The pairwise correlation of parameters is already visible on the pairplot
shown earlier. There is a high correlation between them, which we can confirm quantitatively:
cor(traces.p)
## alpha beta[1] beta[2] sigma
## alpha 1.000000000 -0.861666528 -0.87471809 0.004493572
## beta[1] -0.861666528 1.000000000 0.76152890 0.009350584
## beta[2] -0.874718086 0.761528904 1.00000000 -0.015556055
## sigma 0.004493572 0.009350584 -0.01555605 1.000000000
3.5 Prediction of savings
We are only partially reassured on the adequacy of our model: the \(R^2\) is not very high, one parameter may not be statistically significant, and parameters are quite correlated. The autocorrelation criterion is however satisfactory: this means that we may obtain unbiased estimates of energy savings, but they will probably have a high uncertainty.
Let’s fit a regular deterministic linear model, in order to compare its results with our Bayesian method:
##
## Call:
## lm(formula = use ~ cdd + hdd, data = df.pre)
##
## Residuals:
## Min 1Q Median 3Q Max
## -3608.1 -1596.3 -225.6 1464.2 3636.7
##
## Coefficients:
## Estimate Std. Error t value Pr(>|t|)
## (Intercept) 22860.4 2136.0 10.702 2.03e-06 ***
## cdd 114.5 142.6 0.803 0.443
## hdd 872.7 104.2 8.374 1.53e-05 ***
## ---
## Signif. codes: 0 '***' 0.001 '**' 0.01 '*' 0.05 '.' 0.1 ' ' 1
##
## Residual standard error: 2681 on 9 degrees of freedom
## Multiple R-squared: 0.9421, Adjusted R-squared: 0.9292
## F-statistic: 73.24 on 2 and 9 DF, p-value: 2.702e-06
Yes, it is that simple.
The coefficients are the same as the Bayesian output. Without doing any model checking, we can expect the same conclusions.
Let’s now compare energy use predictions during the post-retrofit period, with the Bayesian method (in red) and the classical method (in blue):
# Model predictions during the "post" period
predict.post <- apply(la$predict_post, 2, quantile, probs=c(0.025, 0.5, 0.975))
# Predictions from an ordinary linear regression model
predict.2 <- predict(fit2, newdata = df.post, interval = "prediction", level=0.95)

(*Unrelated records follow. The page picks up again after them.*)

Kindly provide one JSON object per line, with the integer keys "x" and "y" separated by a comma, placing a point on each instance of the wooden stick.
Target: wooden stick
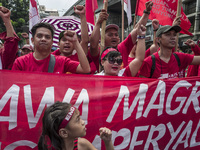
{"x": 103, "y": 28}
{"x": 122, "y": 20}
{"x": 134, "y": 22}
{"x": 178, "y": 14}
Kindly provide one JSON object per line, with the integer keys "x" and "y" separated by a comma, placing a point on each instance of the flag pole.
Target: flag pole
{"x": 178, "y": 14}
{"x": 103, "y": 28}
{"x": 136, "y": 8}
{"x": 122, "y": 20}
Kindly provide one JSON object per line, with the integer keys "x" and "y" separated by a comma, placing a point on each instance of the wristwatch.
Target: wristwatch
{"x": 146, "y": 12}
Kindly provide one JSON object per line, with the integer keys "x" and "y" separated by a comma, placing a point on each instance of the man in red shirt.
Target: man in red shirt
{"x": 112, "y": 36}
{"x": 40, "y": 59}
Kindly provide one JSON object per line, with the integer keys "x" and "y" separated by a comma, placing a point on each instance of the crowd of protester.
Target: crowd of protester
{"x": 126, "y": 58}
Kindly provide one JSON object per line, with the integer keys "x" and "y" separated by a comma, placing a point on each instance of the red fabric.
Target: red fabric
{"x": 165, "y": 12}
{"x": 76, "y": 144}
{"x": 9, "y": 51}
{"x": 29, "y": 63}
{"x": 141, "y": 113}
{"x": 193, "y": 69}
{"x": 166, "y": 70}
{"x": 90, "y": 7}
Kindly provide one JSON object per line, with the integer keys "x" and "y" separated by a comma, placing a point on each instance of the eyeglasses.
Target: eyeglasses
{"x": 113, "y": 60}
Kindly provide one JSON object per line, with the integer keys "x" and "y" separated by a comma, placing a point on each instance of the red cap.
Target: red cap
{"x": 107, "y": 51}
{"x": 28, "y": 47}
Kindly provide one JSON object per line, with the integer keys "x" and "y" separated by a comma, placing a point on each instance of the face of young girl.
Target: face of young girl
{"x": 112, "y": 66}
{"x": 76, "y": 126}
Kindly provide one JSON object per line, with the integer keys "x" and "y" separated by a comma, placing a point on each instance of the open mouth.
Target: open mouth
{"x": 115, "y": 68}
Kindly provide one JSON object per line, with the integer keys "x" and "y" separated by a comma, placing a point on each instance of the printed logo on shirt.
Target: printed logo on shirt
{"x": 172, "y": 76}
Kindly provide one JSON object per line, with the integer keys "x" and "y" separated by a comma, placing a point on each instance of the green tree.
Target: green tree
{"x": 19, "y": 14}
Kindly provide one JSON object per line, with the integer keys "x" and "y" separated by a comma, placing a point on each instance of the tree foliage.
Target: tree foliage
{"x": 19, "y": 14}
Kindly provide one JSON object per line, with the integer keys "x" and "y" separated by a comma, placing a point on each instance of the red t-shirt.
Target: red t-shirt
{"x": 193, "y": 69}
{"x": 165, "y": 70}
{"x": 29, "y": 63}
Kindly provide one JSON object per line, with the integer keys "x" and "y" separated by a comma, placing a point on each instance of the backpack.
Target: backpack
{"x": 154, "y": 63}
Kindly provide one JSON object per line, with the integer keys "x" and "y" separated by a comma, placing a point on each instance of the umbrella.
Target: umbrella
{"x": 66, "y": 22}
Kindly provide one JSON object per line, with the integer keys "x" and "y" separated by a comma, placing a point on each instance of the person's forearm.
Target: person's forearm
{"x": 140, "y": 49}
{"x": 134, "y": 35}
{"x": 94, "y": 40}
{"x": 84, "y": 34}
{"x": 143, "y": 20}
{"x": 109, "y": 145}
{"x": 196, "y": 49}
{"x": 85, "y": 67}
{"x": 9, "y": 28}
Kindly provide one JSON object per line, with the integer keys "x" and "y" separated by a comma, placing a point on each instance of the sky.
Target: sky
{"x": 61, "y": 5}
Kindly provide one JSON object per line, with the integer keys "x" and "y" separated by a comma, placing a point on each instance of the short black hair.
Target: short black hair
{"x": 111, "y": 54}
{"x": 42, "y": 25}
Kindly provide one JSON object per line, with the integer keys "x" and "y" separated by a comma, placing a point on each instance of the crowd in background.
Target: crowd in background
{"x": 128, "y": 58}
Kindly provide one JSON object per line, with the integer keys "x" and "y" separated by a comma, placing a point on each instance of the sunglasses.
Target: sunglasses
{"x": 113, "y": 60}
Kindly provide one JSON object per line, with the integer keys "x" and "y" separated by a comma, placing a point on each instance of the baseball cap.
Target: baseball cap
{"x": 167, "y": 28}
{"x": 28, "y": 47}
{"x": 61, "y": 35}
{"x": 112, "y": 26}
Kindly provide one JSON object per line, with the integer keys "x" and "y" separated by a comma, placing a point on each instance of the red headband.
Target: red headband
{"x": 107, "y": 51}
{"x": 67, "y": 118}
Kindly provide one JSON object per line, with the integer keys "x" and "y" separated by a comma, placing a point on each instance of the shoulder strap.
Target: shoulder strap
{"x": 51, "y": 63}
{"x": 178, "y": 59}
{"x": 153, "y": 65}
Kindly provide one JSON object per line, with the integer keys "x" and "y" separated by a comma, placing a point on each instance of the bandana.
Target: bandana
{"x": 67, "y": 118}
{"x": 106, "y": 52}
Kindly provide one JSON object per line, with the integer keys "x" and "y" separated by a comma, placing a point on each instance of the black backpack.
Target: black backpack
{"x": 154, "y": 63}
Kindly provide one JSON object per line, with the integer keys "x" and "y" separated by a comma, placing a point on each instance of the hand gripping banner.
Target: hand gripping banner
{"x": 141, "y": 113}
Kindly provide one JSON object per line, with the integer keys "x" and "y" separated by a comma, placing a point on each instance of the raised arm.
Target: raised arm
{"x": 140, "y": 50}
{"x": 84, "y": 66}
{"x": 154, "y": 47}
{"x": 143, "y": 20}
{"x": 5, "y": 15}
{"x": 26, "y": 37}
{"x": 80, "y": 10}
{"x": 106, "y": 136}
{"x": 95, "y": 36}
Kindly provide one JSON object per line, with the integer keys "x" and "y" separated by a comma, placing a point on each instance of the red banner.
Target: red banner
{"x": 142, "y": 113}
{"x": 90, "y": 7}
{"x": 165, "y": 11}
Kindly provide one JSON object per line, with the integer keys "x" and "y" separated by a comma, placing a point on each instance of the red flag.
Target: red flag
{"x": 165, "y": 11}
{"x": 90, "y": 7}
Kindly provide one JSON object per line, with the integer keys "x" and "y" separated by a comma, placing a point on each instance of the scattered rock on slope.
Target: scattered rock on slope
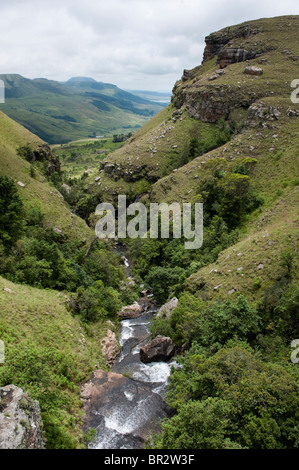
{"x": 20, "y": 420}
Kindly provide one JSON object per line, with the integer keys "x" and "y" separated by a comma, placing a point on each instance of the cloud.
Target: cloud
{"x": 133, "y": 43}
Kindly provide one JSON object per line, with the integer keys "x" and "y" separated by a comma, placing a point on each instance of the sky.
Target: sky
{"x": 134, "y": 44}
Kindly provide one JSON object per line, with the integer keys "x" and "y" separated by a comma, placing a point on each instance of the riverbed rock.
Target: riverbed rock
{"x": 20, "y": 420}
{"x": 166, "y": 309}
{"x": 124, "y": 411}
{"x": 109, "y": 346}
{"x": 130, "y": 311}
{"x": 161, "y": 348}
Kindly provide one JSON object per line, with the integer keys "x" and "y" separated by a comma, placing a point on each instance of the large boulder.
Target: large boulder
{"x": 159, "y": 349}
{"x": 109, "y": 346}
{"x": 20, "y": 420}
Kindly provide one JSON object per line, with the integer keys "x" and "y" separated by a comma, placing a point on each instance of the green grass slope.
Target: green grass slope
{"x": 79, "y": 108}
{"x": 37, "y": 192}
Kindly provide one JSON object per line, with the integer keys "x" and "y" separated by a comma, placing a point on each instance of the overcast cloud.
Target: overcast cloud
{"x": 135, "y": 44}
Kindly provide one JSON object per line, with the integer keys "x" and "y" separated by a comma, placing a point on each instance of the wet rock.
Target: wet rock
{"x": 20, "y": 420}
{"x": 109, "y": 346}
{"x": 161, "y": 348}
{"x": 166, "y": 309}
{"x": 123, "y": 411}
{"x": 130, "y": 311}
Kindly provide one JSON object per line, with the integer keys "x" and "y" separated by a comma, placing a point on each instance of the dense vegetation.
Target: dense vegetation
{"x": 238, "y": 296}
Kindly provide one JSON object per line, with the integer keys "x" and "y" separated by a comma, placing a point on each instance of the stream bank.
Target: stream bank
{"x": 127, "y": 404}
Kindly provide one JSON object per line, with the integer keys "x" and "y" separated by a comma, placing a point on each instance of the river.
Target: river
{"x": 131, "y": 405}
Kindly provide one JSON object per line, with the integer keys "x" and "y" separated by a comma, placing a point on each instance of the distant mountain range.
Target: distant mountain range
{"x": 81, "y": 107}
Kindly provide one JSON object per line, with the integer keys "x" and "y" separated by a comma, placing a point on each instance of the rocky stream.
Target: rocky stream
{"x": 126, "y": 404}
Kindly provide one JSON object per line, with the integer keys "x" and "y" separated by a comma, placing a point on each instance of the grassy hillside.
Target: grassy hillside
{"x": 228, "y": 139}
{"x": 56, "y": 289}
{"x": 36, "y": 192}
{"x": 48, "y": 353}
{"x": 79, "y": 108}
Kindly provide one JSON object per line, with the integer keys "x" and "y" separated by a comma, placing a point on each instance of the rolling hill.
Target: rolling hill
{"x": 79, "y": 108}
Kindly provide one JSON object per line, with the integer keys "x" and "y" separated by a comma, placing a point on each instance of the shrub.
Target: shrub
{"x": 11, "y": 212}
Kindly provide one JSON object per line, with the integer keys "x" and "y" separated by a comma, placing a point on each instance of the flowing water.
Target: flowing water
{"x": 133, "y": 405}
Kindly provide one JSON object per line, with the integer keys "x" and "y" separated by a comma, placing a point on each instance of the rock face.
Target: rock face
{"x": 231, "y": 55}
{"x": 109, "y": 346}
{"x": 159, "y": 349}
{"x": 166, "y": 309}
{"x": 220, "y": 44}
{"x": 130, "y": 311}
{"x": 20, "y": 420}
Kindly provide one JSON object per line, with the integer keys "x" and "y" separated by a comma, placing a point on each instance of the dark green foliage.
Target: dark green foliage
{"x": 210, "y": 325}
{"x": 11, "y": 213}
{"x": 199, "y": 425}
{"x": 231, "y": 400}
{"x": 95, "y": 302}
{"x": 163, "y": 279}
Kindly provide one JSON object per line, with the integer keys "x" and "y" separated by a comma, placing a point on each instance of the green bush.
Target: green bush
{"x": 11, "y": 213}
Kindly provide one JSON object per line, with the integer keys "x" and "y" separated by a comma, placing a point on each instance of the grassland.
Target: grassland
{"x": 73, "y": 110}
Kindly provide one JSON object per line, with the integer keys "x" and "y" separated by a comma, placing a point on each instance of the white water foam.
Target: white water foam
{"x": 153, "y": 372}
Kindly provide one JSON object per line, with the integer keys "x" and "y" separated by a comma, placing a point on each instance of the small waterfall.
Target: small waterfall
{"x": 134, "y": 405}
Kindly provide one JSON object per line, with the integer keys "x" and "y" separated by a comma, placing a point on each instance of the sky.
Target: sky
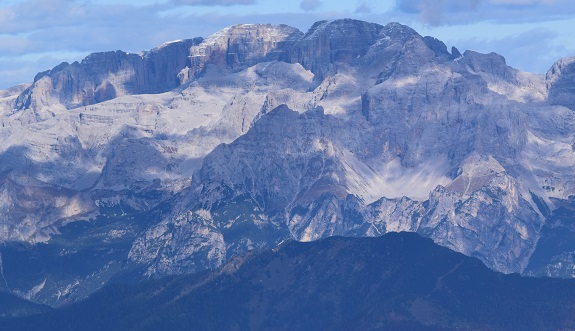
{"x": 36, "y": 35}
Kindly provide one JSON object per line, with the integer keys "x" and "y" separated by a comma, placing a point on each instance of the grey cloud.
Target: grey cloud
{"x": 363, "y": 8}
{"x": 532, "y": 51}
{"x": 452, "y": 12}
{"x": 214, "y": 2}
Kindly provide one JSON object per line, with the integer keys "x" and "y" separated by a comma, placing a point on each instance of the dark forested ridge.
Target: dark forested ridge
{"x": 398, "y": 281}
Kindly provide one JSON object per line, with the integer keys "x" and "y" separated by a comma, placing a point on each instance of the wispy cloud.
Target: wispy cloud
{"x": 363, "y": 8}
{"x": 534, "y": 50}
{"x": 308, "y": 5}
{"x": 214, "y": 2}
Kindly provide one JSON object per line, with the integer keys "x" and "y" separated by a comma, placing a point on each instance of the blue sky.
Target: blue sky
{"x": 36, "y": 35}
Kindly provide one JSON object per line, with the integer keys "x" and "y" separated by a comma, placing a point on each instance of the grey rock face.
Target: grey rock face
{"x": 560, "y": 81}
{"x": 327, "y": 42}
{"x": 241, "y": 46}
{"x": 105, "y": 76}
{"x": 385, "y": 131}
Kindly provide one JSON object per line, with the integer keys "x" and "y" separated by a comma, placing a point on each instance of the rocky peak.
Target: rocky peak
{"x": 560, "y": 82}
{"x": 491, "y": 63}
{"x": 106, "y": 75}
{"x": 327, "y": 42}
{"x": 398, "y": 31}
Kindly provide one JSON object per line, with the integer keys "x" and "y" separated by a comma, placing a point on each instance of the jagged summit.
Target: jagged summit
{"x": 240, "y": 46}
{"x": 560, "y": 81}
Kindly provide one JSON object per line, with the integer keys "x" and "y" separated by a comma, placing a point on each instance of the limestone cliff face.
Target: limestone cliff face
{"x": 560, "y": 80}
{"x": 240, "y": 46}
{"x": 266, "y": 133}
{"x": 107, "y": 75}
{"x": 327, "y": 42}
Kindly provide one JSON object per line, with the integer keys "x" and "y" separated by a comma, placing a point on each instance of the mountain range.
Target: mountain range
{"x": 176, "y": 160}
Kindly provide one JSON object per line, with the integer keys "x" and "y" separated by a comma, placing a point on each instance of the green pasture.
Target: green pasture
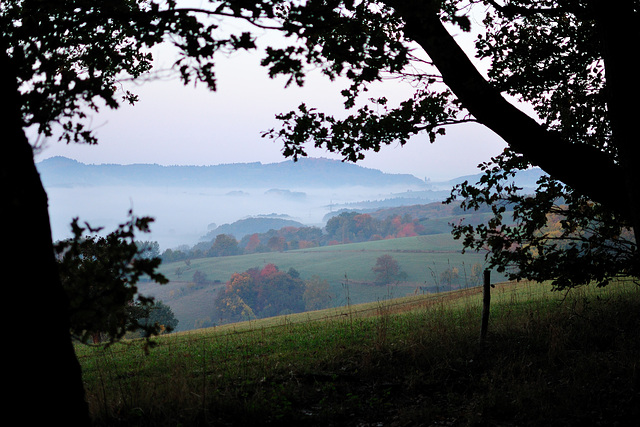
{"x": 404, "y": 361}
{"x": 347, "y": 268}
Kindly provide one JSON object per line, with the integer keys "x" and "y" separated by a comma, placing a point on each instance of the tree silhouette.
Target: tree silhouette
{"x": 59, "y": 61}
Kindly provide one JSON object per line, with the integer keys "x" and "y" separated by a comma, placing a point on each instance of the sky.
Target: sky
{"x": 177, "y": 125}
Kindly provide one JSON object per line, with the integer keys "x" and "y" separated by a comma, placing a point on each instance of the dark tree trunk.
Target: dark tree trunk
{"x": 619, "y": 30}
{"x": 584, "y": 168}
{"x": 44, "y": 379}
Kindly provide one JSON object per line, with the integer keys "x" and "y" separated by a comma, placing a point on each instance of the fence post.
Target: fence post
{"x": 486, "y": 305}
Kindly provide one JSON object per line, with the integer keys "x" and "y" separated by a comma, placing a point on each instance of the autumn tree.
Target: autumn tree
{"x": 224, "y": 245}
{"x": 258, "y": 293}
{"x": 387, "y": 270}
{"x": 569, "y": 60}
{"x": 554, "y": 89}
{"x": 100, "y": 276}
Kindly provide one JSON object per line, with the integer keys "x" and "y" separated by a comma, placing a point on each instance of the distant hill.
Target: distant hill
{"x": 306, "y": 172}
{"x": 242, "y": 227}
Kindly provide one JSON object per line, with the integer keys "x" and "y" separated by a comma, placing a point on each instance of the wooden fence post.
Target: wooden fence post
{"x": 486, "y": 305}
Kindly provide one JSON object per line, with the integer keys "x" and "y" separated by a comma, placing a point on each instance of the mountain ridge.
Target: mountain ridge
{"x": 307, "y": 172}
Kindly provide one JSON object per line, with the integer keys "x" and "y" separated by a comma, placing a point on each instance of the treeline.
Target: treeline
{"x": 348, "y": 227}
{"x": 266, "y": 292}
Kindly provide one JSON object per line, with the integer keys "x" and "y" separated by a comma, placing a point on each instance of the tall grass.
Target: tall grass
{"x": 550, "y": 358}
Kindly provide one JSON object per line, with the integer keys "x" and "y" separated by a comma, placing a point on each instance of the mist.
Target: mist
{"x": 182, "y": 215}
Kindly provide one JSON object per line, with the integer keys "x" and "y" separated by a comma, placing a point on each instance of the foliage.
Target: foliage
{"x": 259, "y": 293}
{"x": 565, "y": 60}
{"x": 387, "y": 270}
{"x": 317, "y": 294}
{"x": 99, "y": 275}
{"x": 158, "y": 316}
{"x": 554, "y": 234}
{"x": 224, "y": 245}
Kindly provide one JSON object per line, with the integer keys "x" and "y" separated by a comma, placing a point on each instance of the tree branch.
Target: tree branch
{"x": 584, "y": 168}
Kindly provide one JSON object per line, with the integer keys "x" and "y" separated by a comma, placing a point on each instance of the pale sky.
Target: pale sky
{"x": 177, "y": 125}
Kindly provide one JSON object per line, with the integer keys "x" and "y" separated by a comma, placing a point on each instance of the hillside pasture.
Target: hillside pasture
{"x": 551, "y": 358}
{"x": 347, "y": 268}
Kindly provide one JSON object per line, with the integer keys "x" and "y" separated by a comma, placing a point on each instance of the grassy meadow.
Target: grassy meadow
{"x": 550, "y": 358}
{"x": 347, "y": 268}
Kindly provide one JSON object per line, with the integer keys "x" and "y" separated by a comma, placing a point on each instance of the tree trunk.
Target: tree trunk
{"x": 586, "y": 169}
{"x": 46, "y": 386}
{"x": 618, "y": 30}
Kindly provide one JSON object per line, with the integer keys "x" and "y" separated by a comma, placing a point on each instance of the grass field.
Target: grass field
{"x": 551, "y": 358}
{"x": 347, "y": 268}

xplot <- array(1:nrow(df.post))
ggplot(mapping = aes(x = xplot)) +
geom_point(mapping = aes(y = df.post$use)) +
geom_line(mapping = aes(y = predict.post[2,]), color='red') +
geom_line(mapping = aes(y = predict.2[,1]), color='blue') +
geom_ribbon(mapping = aes(ymin=predict.post[1,], ymax=predict.post[3,]), fill='red', alpha=0.1) +
geom_ribbon(mapping = aes(ymin=predict.2[,2], ymax=predict.2[,3]), fill='blue', alpha=0.1)
Predictions from both methods look almost exactly the same. Finally, let’s compare them on the basis of energy savings predictions. The following block generates a table containing the mean, lower and upper bounds of the 95% confidence interval, of predicted energy savings.
method <- c("bayesian", "classical")
# Mean savings
mean.savings <- c(mean(la$savings),
sum(predict.2[,1] - df.post$use))
# Lower and upper bounds of the 95% confidence interval of savings
lower.bound <- c(sum(predict.post[1,] - df.post$use),
sum(predict.2[,2] - df.post$use))
upper.bound <- c(sum(predict.post[3,] - df.post$use),
sum(predict.2[,3] - df.post$use))
svgs <- data.frame(method, mean.savings, lower.bound, upper.bound)
print(svgs)
## method mean.savings lower.bound upper.bound
## 1 bayesian 75696.75 -12679.896 164579.1
## 2 classical 75564.54 -6385.537 157514.6
The mean savings estimate is the same with both method (with less than 1% difference), but there is some discrepancy on the lower and upper bounds of the 95% interval. I don’t believe there is a real reason for this gap since the specification of both models is identical. It is probably caused by the finite number of samples to properly approximate the tails of the posterior distribution.
3.6 Conclusion
In this tutorial, we showed how to perform Bayesian linear regression with Stan, in a typical M&V workflow. We estimate post-retrofit energy savings, adjusted to heating and cooling degree-days.
We showed that we obtain the same results (parameter estimates, model validation metrics, energy use predictions, savings uncertainty) with the Bayesian approach than the deterministic ordinary linear regression method. The Bayesian method seems much more complicated than the classical method, but we’ll show in the next tutorials that its workflow will remain the same regardless of model complexity, while the classical approach may no longer have simple solutions for estimating savings uncertainty.